Career Highlights: Money Madness, Bad Bascomb, Rodeo
First Major Screen Credit: Barbary Coast Gent (1944)
Biography
While still attending U.C.L.A., Frances Rafferty was signed as a stock actress by MGM. Her resemblance to Donna Reed, both physically and in terms of technique, might lead one to believe that MGM was keeping Rafferty on the payroll to play any roles that Ms. Reed might choose to avoid. Outside of her performance as Orchid in Dragon Seed (1944) and her engaging leading lady stint in Abbott and Costello in Hollywood (1945), Rafferty did very little of consequence during her MGM years. Frances Rafferty finally became a star of sorts in the role of Ruth Henshaw on the mid-'50s TV sitcom December Bride and its 1961 sequel, Pete and Gladys. ~ Hal Erickson, All Movie Guide
Born in Sioux City, Iowa, she moved with her family to Los Angeles, California at age nine. At a young age she studied dancing, and her physical attributes and dancing skills led to work in the film industry.
Career
Signed by MGM Studios, Frances made her film debut in 1942. She appeared in minor and secondary roles, and although she had a part in the 1944 film Dragon Seed with Katharine Hepburn and Walter Huston, her significant parts were limited almost exclusively to "B" movies.

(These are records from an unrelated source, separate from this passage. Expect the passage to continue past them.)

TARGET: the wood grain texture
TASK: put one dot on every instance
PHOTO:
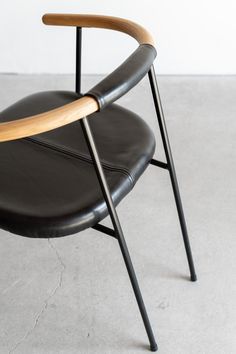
(114, 23)
(84, 106)
(50, 120)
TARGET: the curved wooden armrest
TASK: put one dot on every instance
(50, 120)
(108, 22)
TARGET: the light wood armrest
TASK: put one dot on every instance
(50, 120)
(108, 22)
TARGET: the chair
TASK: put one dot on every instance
(67, 159)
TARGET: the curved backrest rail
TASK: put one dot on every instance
(97, 21)
(126, 76)
(40, 123)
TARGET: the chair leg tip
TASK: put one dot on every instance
(154, 348)
(193, 277)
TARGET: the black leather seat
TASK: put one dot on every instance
(48, 185)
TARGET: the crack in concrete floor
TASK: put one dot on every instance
(46, 301)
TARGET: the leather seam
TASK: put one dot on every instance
(80, 156)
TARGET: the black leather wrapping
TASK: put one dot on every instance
(126, 76)
(48, 184)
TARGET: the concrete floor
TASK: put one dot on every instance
(72, 295)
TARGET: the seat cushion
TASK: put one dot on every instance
(48, 185)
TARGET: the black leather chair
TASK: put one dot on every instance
(50, 152)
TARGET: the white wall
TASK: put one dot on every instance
(192, 36)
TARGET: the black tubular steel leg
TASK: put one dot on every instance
(171, 168)
(118, 230)
(78, 59)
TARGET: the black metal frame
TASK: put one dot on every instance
(117, 231)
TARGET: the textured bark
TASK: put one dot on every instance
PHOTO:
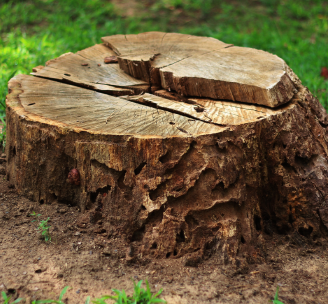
(176, 175)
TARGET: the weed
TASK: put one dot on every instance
(6, 299)
(275, 300)
(43, 227)
(140, 296)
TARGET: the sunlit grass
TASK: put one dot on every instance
(32, 32)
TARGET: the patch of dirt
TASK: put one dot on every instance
(88, 256)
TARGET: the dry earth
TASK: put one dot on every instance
(92, 261)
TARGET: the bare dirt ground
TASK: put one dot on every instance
(92, 261)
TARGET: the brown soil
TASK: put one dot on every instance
(92, 262)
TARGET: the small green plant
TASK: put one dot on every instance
(140, 296)
(275, 300)
(53, 301)
(6, 299)
(43, 227)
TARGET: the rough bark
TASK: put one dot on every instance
(176, 175)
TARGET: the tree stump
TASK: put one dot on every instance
(185, 145)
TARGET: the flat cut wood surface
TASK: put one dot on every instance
(178, 147)
(85, 109)
(87, 68)
(204, 67)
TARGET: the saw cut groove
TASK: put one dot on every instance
(184, 146)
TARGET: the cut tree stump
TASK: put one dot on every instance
(184, 145)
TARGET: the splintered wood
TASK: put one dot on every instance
(184, 146)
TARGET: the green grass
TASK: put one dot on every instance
(32, 32)
(140, 296)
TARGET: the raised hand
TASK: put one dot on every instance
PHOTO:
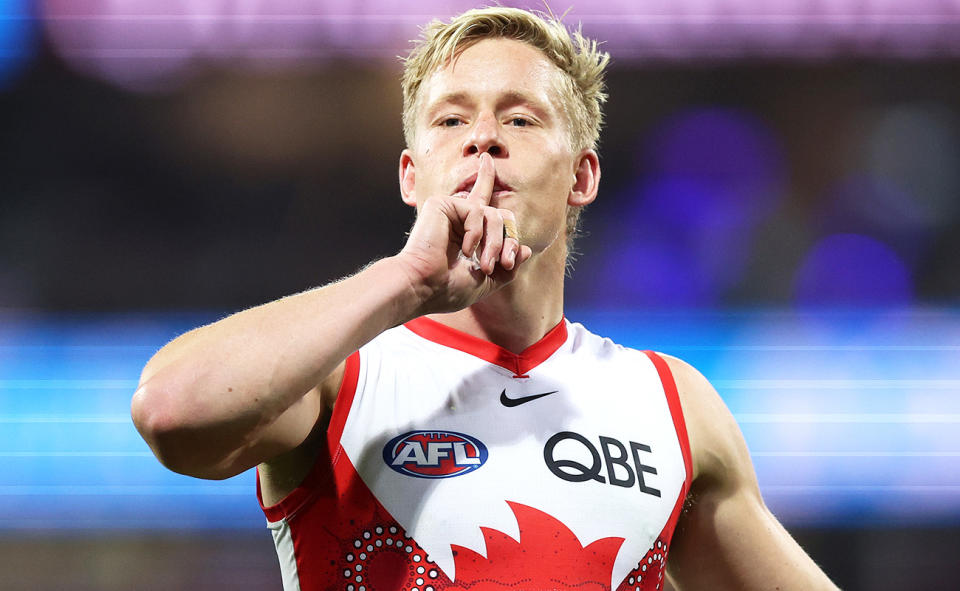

During World War II she was a volunteer pin-up girl for YANK magazine, a publication for the soldiers of the United States military. In the 1950s, Rafferty turned to acting in network television shows. From 1954-1959 she appeared as Ruth Ruskin Henshaw in all 111 episodes of the Desilu Studiossitcom on CBS, December Bride, with co-stars Spring Byington as her mother, Lily Ruskin, and Dean Miller as her husband, Matt Henshaw. Rafferty also appeared in a number of different television programs throughout the 1950s and 1960s and after retiring in 1965 made one final appearance in a 1977 episode of Karl Malden's ABC series, The Streets of San Francisco.
Personal life
She was married to John Harlan from 1944 until their divorce in 1947. In 1948 she married Thomas R. Baker, and together they had two children. Following her retirement from acting, Rafferty and her husband operated a ranch where they bred and raised quarter horses.